Le tribunal judiciaire de Paris l’a rappelé le 16 décembre 2024 : « Il est rappelé qu’à compter de la résiliation du bail par l’effet de la clause résolutoire, le preneur n’est plus débiteur de loyers mais d’une indemnité d’occupation. »32 L’indemnité d’occupation se calcule par référence au loyer contractuel, augmenté des charges, taxes et accessoires. Le juge des référés peut la fixer à titre provisionnel.
L’indemnité d’occupation court jusqu’à la libération effective des lieux par la remise des clés. Elle peut faire l’objet d’une majoration en référence aux clauses pénales du bail, sous réserve du contrôle judiciaire en cas de disproportion manifeste.
B. La procédure d’expulsion et les délais à Paris et en Île-de-France
Une fois la clause résolutoire constatée, le bailleur peut solliciter l’expulsion. La décision constatant l’acquisition de la clause vaut titre exécutoire. Le bailleur doit néanmoins faire signifier un commandement de quitter les lieux par commissaire de justice.
Le délai légal entre le commandement de quitter les lieux et l’expulsion proprement dite varie selon la nature du local. Pour les locaux à usage commercial, le délai est de deux mois après la signification du commandement.
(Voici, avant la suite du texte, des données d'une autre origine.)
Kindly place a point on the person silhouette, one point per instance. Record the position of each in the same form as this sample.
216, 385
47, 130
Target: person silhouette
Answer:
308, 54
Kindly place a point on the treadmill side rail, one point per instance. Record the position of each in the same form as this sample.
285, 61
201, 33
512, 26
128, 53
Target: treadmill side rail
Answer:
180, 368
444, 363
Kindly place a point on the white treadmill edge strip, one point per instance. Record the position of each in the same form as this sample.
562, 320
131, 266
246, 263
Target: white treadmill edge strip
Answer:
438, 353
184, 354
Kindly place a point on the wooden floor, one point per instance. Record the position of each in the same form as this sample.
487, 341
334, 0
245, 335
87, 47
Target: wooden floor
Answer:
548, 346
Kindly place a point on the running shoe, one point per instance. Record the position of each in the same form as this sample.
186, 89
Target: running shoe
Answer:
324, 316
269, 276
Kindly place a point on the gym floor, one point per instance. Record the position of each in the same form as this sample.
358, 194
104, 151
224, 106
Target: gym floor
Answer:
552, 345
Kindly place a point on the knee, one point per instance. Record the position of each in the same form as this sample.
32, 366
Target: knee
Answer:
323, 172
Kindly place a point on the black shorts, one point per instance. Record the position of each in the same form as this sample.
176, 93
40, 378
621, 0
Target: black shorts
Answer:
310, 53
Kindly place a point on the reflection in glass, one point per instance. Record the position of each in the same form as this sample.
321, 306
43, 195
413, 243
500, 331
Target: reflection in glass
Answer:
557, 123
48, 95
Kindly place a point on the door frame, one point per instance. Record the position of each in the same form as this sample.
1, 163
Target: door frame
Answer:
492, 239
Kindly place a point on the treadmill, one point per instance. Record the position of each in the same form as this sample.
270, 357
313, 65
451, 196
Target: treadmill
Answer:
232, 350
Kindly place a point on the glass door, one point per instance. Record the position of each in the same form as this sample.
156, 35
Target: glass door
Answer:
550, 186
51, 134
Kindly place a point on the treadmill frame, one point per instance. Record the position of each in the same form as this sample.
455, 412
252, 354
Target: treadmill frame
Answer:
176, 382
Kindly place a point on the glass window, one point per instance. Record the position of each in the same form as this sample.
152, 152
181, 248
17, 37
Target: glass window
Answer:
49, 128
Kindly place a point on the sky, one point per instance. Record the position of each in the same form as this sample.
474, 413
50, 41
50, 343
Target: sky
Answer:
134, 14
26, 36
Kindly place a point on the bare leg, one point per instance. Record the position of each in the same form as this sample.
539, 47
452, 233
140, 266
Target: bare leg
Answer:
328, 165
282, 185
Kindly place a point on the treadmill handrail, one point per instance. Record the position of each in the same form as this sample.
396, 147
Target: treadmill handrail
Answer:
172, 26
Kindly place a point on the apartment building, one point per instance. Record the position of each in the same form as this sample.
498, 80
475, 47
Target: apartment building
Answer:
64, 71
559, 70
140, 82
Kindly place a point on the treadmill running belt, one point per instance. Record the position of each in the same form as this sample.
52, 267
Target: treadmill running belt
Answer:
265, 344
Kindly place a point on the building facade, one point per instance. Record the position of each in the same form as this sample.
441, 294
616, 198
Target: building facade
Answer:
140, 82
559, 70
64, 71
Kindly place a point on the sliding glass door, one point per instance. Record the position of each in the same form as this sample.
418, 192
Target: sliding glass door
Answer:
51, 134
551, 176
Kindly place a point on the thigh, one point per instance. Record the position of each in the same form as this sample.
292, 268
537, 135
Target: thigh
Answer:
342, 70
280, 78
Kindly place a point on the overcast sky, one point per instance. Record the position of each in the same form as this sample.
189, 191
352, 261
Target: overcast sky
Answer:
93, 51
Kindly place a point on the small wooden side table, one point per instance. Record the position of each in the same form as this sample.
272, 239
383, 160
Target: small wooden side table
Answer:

La procédure se poursuit ensuite par la sollicitation du concours de la force publique en cas de refus de libération volontaire.
À Paris et en Île-de-France, les tribunaux judiciaires compétents pour le contentieux du bail commercial sont ceux du lieu de situation de l’immeuble loué. Le tribunal judiciaire de Paris, ceux de Bobigny, Créteil, Évry-Courcouronnes, Nanterre, Versailles, Pontoise et Meaux statuent selon la même grille33. Les délais pratiques d’audiencement varient. La saisine du juge des référés permet généralement d’obtenir une décision dans un délai de quatre à huit semaines à Paris.
C. Le non-respect des délais accordés en référé : l’arrêt du 26 octobre 2023
Lorsque le juge des référés a déjà accordé des délais en suspendant la clause résolutoire, le preneur dispose d’une dernière chance d’apurement. Mais cette chance est unique. La troisième chambre civile a tranché dans son arrêt du 26 octobre 2023, publié au Bulletin : « Il résulte de [l’article L. 145-41 du code de commerce] que lorsqu’une ordonnance de référé passée en force de chose jugée a accordé au titulaire d’un bail à usage commercial des délais pour régler un arriéré de loyers et le loyer courant en suspendant la réalisation de la clause résolutoire, le non-respect de ces délais rend la clause définitivement acquise sans que la mauvaise foi de la bailleresse à s’en prévaloir puisse y faire obstacle. »34
L’enjeu est radical. Le preneur qui a obtenu un échéancier en référé doit le respecter à la lettre. Tout manquement, fût-il partiel, rend la clause définitivement acquise. La mauvaise foi du bailleur invoquée a posteriori n’a plus aucune influence. Le moment de soulever la mauvaise foi se situe avant l’octroi des délais, à la date du commandement.
La cour d’appel de Toulouse, dans l’arrêt censuré par la troisième chambre civile, avait jugé que le solde résiduel après huit mois de paiements partiels devait être négligé. La Cour de cassation a refusé cette logique d’équité. La règle est rigide. Elle protège la sécurité juridique du bailleur qui a déjà fait preuve d’indulgence en acceptant les délais.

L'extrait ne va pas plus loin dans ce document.